Thunder & ShaderNova
Ever thought about a lightning shader that pulses like a drumbeat, twisting refraction for a wild glitchy flash? I’d love to see how you’d squeeze that into an efficient pipeline.
Alright, grab a time uniform and feed it into a sine wave for that drumbeat pulse, then mash that with a cheap noise function to throw in some glitchy jitter. Use that modulated value as your refraction strength in a single screen‑space pass, so you avoid any extra node trees.
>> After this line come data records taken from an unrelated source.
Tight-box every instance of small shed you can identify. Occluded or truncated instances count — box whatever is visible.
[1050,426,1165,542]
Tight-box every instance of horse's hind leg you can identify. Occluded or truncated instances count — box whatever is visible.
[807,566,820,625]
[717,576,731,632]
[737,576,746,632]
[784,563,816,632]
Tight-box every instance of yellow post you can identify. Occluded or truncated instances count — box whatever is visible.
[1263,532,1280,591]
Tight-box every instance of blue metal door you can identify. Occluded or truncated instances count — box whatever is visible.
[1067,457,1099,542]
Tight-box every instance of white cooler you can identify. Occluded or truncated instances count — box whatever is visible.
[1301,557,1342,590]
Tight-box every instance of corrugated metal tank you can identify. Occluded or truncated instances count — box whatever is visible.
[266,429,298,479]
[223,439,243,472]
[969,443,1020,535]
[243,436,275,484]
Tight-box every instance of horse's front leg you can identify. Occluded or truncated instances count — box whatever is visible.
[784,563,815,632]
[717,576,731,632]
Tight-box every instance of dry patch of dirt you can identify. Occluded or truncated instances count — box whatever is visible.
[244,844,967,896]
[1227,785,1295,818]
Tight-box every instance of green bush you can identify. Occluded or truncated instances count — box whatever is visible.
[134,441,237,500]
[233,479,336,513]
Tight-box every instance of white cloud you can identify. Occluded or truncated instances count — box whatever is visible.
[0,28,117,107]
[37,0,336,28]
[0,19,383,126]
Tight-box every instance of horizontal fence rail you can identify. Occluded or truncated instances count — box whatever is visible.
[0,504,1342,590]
A minimal fragment snippet looks like:
```
uniform float iTime;
uniform sampler2D iScreen;
vec2 uv = ...;
float pulse = 0.5 + 0.5*sin(iTime*10.0); // drumbeat
float glitch = fract(sin(dot(uv ,vec2(12.9898,78.233))) * 43758.5453);
vec2 distort = uv + vec2(glitch, glitch)*pulse*0.02;
vec3 color = texture(iScreen, distort).rgb;
fragColor = vec4(color,1.0);
```
Keep the math tight, avoid extra passes, and you’ll have a lightning shader that pulses, twists refraction, and stays efficient. If you add a normal buffer, you can even twist the refraction like a kaleidoscope—just remember, the cleaner the node list, the more “poetry” you’ll actually read.
Nice punch of that sine pulse, but watch the 0.02 distortion—could bite the edges on high‑res. Throw a few octave noise layers in, keep the math tight, and you’ll feel that thunder. Keep it simple, keep it loud.